Comme les chrétiens de Patras voulaient le délivrer, saint André le défendit. Sa soif était celle du martyre, relaté ainsi par Dom Guéranger :

Comme saint André exaltait le mystère de la croix, et reprochait au proconsul son impiété, celui-ci, ne pouvant le supporter plus longtemps, commanda qu’on le mît en croix et qu’on lui fît imiter la mort du Christ. Arrivé au lieu du martyre, et apercevant de loin la croix, André s’écria : « O bonne croix, qui as tiré ta gloire des membres du Seigneur ! Croix, longtemps désirée, ardemment aimée, cherchée sans relâche, et enfin préparée à mes ardents désirs, retire-moi d’entre les hommes, et rends-moi à mon Maître, afin que par toi me reçoive celui qui par toi m’a racheté. » Il fut donc attaché à la croix, et y resta suspendu vivant pendant deux jours, sans cesser de prêcher la loi du Christ [16] ; après quoi, il s’en alla à celui dont il avait souhaité d’imiter la mort. Les prêtres et les diacres d’Achaïe, qui ont écrit son supplice, attestent qu’ils ont entendu et vu toutes ces choses, ainsi qu’ils les ont racontées [17].

La croix du supplice de saint André semble avoir été en forme de X, c’est pourquoi on lui donna le nom de « croix de saint André » [18]. Mais tous les auteurs ne sont pas de cet avis. Toujours est-il que la femme du proconsul, Maximilla, honora le corps de l’apôtre d’une sépulture chrétienne et son mari, Égéas, mourut subitement devant les habitants effrayés de Patras.

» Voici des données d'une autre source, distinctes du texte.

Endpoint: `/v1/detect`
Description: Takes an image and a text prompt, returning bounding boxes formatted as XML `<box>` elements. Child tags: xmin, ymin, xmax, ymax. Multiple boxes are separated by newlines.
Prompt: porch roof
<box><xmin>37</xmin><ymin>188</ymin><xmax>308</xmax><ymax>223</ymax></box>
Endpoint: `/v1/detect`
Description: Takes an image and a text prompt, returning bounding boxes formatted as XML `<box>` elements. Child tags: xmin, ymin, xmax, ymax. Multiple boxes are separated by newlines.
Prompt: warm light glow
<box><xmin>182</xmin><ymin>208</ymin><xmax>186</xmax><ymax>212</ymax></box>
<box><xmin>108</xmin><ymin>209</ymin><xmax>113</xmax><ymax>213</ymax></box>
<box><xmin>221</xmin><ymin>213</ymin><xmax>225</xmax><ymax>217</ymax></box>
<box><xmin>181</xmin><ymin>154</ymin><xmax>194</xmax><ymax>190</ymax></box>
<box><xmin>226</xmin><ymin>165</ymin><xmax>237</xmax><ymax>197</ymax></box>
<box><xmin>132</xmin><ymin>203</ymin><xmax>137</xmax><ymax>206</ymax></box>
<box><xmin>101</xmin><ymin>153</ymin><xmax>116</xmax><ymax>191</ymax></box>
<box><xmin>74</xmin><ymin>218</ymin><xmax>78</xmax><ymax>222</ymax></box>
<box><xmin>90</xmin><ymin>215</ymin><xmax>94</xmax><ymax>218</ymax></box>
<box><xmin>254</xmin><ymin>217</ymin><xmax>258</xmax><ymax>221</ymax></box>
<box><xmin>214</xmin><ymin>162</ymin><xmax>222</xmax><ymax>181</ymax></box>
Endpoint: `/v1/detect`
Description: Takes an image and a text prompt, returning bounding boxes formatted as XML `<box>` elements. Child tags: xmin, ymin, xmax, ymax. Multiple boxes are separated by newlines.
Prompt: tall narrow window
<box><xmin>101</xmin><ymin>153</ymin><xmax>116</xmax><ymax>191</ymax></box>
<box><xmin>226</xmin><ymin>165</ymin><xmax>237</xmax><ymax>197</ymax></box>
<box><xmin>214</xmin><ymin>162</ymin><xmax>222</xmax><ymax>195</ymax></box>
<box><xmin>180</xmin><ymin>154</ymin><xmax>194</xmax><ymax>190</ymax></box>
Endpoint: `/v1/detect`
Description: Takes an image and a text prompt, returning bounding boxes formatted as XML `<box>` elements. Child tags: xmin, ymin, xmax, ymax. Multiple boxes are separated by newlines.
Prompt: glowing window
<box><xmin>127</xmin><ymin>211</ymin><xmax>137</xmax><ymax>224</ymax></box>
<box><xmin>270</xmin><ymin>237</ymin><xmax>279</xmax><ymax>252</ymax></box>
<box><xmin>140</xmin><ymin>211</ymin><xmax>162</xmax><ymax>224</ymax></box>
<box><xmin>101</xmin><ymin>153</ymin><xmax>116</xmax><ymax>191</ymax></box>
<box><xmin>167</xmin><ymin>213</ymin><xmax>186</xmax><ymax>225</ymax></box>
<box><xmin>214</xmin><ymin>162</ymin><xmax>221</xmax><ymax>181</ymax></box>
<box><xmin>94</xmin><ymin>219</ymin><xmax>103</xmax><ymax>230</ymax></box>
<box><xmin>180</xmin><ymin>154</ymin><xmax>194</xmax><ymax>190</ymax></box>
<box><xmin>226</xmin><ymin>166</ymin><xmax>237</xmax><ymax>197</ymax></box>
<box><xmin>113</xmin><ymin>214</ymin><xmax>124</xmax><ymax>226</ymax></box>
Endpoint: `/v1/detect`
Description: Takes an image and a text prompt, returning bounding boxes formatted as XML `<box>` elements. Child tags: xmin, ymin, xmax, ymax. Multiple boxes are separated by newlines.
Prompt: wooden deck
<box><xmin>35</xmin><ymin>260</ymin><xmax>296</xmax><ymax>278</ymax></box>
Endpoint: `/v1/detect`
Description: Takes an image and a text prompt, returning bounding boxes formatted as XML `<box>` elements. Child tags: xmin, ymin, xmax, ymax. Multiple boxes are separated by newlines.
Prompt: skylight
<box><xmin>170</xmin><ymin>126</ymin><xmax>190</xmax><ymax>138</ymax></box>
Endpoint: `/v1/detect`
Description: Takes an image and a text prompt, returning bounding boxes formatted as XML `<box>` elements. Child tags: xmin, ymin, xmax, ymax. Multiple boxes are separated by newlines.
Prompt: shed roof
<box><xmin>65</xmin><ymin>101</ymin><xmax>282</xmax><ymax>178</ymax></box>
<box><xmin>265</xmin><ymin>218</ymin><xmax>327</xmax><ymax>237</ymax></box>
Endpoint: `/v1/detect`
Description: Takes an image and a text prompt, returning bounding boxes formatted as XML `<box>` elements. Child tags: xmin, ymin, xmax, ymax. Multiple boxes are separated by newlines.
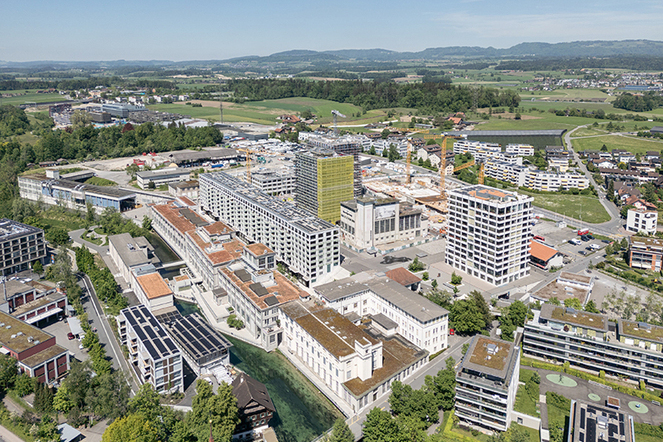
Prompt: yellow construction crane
<box><xmin>237</xmin><ymin>148</ymin><xmax>253</xmax><ymax>184</ymax></box>
<box><xmin>478</xmin><ymin>162</ymin><xmax>485</xmax><ymax>185</ymax></box>
<box><xmin>453</xmin><ymin>159</ymin><xmax>475</xmax><ymax>173</ymax></box>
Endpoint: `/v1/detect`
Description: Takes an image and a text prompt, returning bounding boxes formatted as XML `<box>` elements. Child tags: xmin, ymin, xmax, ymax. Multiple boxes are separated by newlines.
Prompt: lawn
<box><xmin>84</xmin><ymin>177</ymin><xmax>116</xmax><ymax>186</ymax></box>
<box><xmin>517</xmin><ymin>190</ymin><xmax>611</xmax><ymax>223</ymax></box>
<box><xmin>514</xmin><ymin>369</ymin><xmax>540</xmax><ymax>417</ymax></box>
<box><xmin>571</xmin><ymin>134</ymin><xmax>663</xmax><ymax>156</ymax></box>
<box><xmin>546</xmin><ymin>392</ymin><xmax>571</xmax><ymax>442</ymax></box>
<box><xmin>0</xmin><ymin>90</ymin><xmax>67</xmax><ymax>106</ymax></box>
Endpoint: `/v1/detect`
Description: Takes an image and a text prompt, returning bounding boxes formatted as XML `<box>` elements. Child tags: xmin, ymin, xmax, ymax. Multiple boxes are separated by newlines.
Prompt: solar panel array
<box><xmin>162</xmin><ymin>313</ymin><xmax>232</xmax><ymax>366</ymax></box>
<box><xmin>122</xmin><ymin>305</ymin><xmax>179</xmax><ymax>360</ymax></box>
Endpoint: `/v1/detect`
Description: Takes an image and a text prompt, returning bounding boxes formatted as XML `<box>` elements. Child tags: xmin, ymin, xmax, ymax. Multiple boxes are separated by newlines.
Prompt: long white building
<box><xmin>504</xmin><ymin>144</ymin><xmax>535</xmax><ymax>157</ymax></box>
<box><xmin>313</xmin><ymin>277</ymin><xmax>449</xmax><ymax>355</ymax></box>
<box><xmin>484</xmin><ymin>162</ymin><xmax>590</xmax><ymax>191</ymax></box>
<box><xmin>199</xmin><ymin>172</ymin><xmax>340</xmax><ymax>284</ymax></box>
<box><xmin>446</xmin><ymin>185</ymin><xmax>533</xmax><ymax>286</ymax></box>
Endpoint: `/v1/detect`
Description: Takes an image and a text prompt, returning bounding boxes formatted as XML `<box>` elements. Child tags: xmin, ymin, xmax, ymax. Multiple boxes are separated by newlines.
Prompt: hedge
<box><xmin>634</xmin><ymin>422</ymin><xmax>663</xmax><ymax>438</ymax></box>
<box><xmin>521</xmin><ymin>357</ymin><xmax>661</xmax><ymax>402</ymax></box>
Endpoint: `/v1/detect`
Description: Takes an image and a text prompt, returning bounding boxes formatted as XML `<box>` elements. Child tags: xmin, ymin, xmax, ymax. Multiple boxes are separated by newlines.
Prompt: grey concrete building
<box><xmin>0</xmin><ymin>219</ymin><xmax>46</xmax><ymax>276</ymax></box>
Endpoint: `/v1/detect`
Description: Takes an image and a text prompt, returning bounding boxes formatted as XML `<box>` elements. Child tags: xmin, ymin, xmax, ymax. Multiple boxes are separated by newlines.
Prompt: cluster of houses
<box><xmin>583</xmin><ymin>149</ymin><xmax>662</xmax><ymax>185</ymax></box>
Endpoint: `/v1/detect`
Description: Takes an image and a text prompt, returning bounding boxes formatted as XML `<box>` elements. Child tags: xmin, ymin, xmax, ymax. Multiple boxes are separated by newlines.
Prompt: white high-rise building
<box><xmin>445</xmin><ymin>185</ymin><xmax>533</xmax><ymax>286</ymax></box>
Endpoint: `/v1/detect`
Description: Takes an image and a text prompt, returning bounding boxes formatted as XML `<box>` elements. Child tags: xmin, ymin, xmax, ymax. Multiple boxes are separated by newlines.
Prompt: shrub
<box><xmin>227</xmin><ymin>314</ymin><xmax>244</xmax><ymax>330</ymax></box>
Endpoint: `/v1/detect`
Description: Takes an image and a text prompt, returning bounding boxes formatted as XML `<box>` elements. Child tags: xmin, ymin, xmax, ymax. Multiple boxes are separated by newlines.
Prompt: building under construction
<box><xmin>295</xmin><ymin>148</ymin><xmax>355</xmax><ymax>224</ymax></box>
<box><xmin>299</xmin><ymin>134</ymin><xmax>362</xmax><ymax>197</ymax></box>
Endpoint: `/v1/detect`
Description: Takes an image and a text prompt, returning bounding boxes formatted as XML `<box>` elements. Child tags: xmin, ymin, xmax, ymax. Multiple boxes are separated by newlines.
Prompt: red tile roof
<box><xmin>530</xmin><ymin>240</ymin><xmax>559</xmax><ymax>262</ymax></box>
<box><xmin>385</xmin><ymin>267</ymin><xmax>421</xmax><ymax>287</ymax></box>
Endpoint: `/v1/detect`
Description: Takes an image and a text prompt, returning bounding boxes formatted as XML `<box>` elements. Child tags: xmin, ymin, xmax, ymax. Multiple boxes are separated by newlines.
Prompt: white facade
<box><xmin>199</xmin><ymin>172</ymin><xmax>340</xmax><ymax>284</ymax></box>
<box><xmin>250</xmin><ymin>170</ymin><xmax>296</xmax><ymax>195</ymax></box>
<box><xmin>446</xmin><ymin>185</ymin><xmax>532</xmax><ymax>286</ymax></box>
<box><xmin>454</xmin><ymin>140</ymin><xmax>501</xmax><ymax>160</ymax></box>
<box><xmin>339</xmin><ymin>198</ymin><xmax>428</xmax><ymax>251</ymax></box>
<box><xmin>313</xmin><ymin>277</ymin><xmax>449</xmax><ymax>355</ymax></box>
<box><xmin>504</xmin><ymin>144</ymin><xmax>534</xmax><ymax>157</ymax></box>
<box><xmin>525</xmin><ymin>171</ymin><xmax>589</xmax><ymax>191</ymax></box>
<box><xmin>484</xmin><ymin>161</ymin><xmax>529</xmax><ymax>187</ymax></box>
<box><xmin>627</xmin><ymin>208</ymin><xmax>658</xmax><ymax>235</ymax></box>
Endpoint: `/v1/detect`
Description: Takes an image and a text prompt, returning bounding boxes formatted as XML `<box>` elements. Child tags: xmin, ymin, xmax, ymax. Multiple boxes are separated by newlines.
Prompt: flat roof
<box><xmin>460</xmin><ymin>335</ymin><xmax>518</xmax><ymax>383</ymax></box>
<box><xmin>201</xmin><ymin>221</ymin><xmax>233</xmax><ymax>236</ymax></box>
<box><xmin>161</xmin><ymin>312</ymin><xmax>232</xmax><ymax>366</ymax></box>
<box><xmin>365</xmin><ymin>277</ymin><xmax>449</xmax><ymax>323</ymax></box>
<box><xmin>570</xmin><ymin>401</ymin><xmax>634</xmax><ymax>442</ymax></box>
<box><xmin>245</xmin><ymin>243</ymin><xmax>274</xmax><ymax>257</ymax></box>
<box><xmin>136</xmin><ymin>168</ymin><xmax>190</xmax><ymax>179</ymax></box>
<box><xmin>163</xmin><ymin>148</ymin><xmax>238</xmax><ymax>163</ymax></box>
<box><xmin>221</xmin><ymin>265</ymin><xmax>301</xmax><ymax>310</ymax></box>
<box><xmin>619</xmin><ymin>319</ymin><xmax>663</xmax><ymax>343</ymax></box>
<box><xmin>186</xmin><ymin>233</ymin><xmax>244</xmax><ymax>266</ymax></box>
<box><xmin>135</xmin><ymin>272</ymin><xmax>173</xmax><ymax>300</ymax></box>
<box><xmin>152</xmin><ymin>201</ymin><xmax>208</xmax><ymax>236</ymax></box>
<box><xmin>26</xmin><ymin>176</ymin><xmax>136</xmax><ymax>199</ymax></box>
<box><xmin>20</xmin><ymin>344</ymin><xmax>68</xmax><ymax>368</ymax></box>
<box><xmin>169</xmin><ymin>180</ymin><xmax>199</xmax><ymax>189</ymax></box>
<box><xmin>371</xmin><ymin>313</ymin><xmax>398</xmax><ymax>330</ymax></box>
<box><xmin>11</xmin><ymin>292</ymin><xmax>66</xmax><ymax>318</ymax></box>
<box><xmin>314</xmin><ymin>278</ymin><xmax>369</xmax><ymax>302</ymax></box>
<box><xmin>630</xmin><ymin>236</ymin><xmax>663</xmax><ymax>250</ymax></box>
<box><xmin>451</xmin><ymin>185</ymin><xmax>528</xmax><ymax>204</ymax></box>
<box><xmin>0</xmin><ymin>219</ymin><xmax>43</xmax><ymax>242</ymax></box>
<box><xmin>4</xmin><ymin>280</ymin><xmax>36</xmax><ymax>298</ymax></box>
<box><xmin>559</xmin><ymin>272</ymin><xmax>592</xmax><ymax>285</ymax></box>
<box><xmin>541</xmin><ymin>303</ymin><xmax>607</xmax><ymax>332</ymax></box>
<box><xmin>121</xmin><ymin>305</ymin><xmax>179</xmax><ymax>361</ymax></box>
<box><xmin>532</xmin><ymin>280</ymin><xmax>590</xmax><ymax>304</ymax></box>
<box><xmin>200</xmin><ymin>172</ymin><xmax>337</xmax><ymax>235</ymax></box>
<box><xmin>0</xmin><ymin>311</ymin><xmax>54</xmax><ymax>354</ymax></box>
<box><xmin>281</xmin><ymin>300</ymin><xmax>377</xmax><ymax>359</ymax></box>
<box><xmin>108</xmin><ymin>233</ymin><xmax>158</xmax><ymax>268</ymax></box>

Trois siècles plus tard, en 357, l’empereur Constance (317-361), fils de Constantin, transporta les reliques de l’apôtre de Patras à Constantinople, en l’église des Saints-Apôtres, à l’exception du chef qui resta à Patras. La dévotion à saint André se répandit en Orient, mais aussi en Gaule et dans la péninsule italienne. Le pape saint Grégoire le Grand, qui avait une dévotion particulière pour le frère de saint Pierre, développa beaucoup son culte à Rome. Aussi, au 12e siècle, treize églises de la Ville éternelle lui étaient-elles consacrées [19].

Jusqu’au début du 13e siècle, les reliques de saint André restèrent à Constantinople. Mais vers 1208, pour une raison inconnue, elles furent offertes au cardinal Pierre de Capoue, légat du pape Innocent III, qui en fit don à la ville d’Amalfi, un des principaux ports d’Europe à cette époque. Amalfi est située dans le golfe de Salerne, au sud de Naples. L’archevêque de la ville, un certain Matthieu, parent du légat, fit construire une grande cathédrale au bord de la mer et plaça dans la crypte les reliques du saint, le 8 mai 1208, comme le disent les sources du milieu du 13e siècle, en particulier la Translatio Corporis sancti Andræ de Constantinopoli in Amalphiam de Matteo de Gariofalo.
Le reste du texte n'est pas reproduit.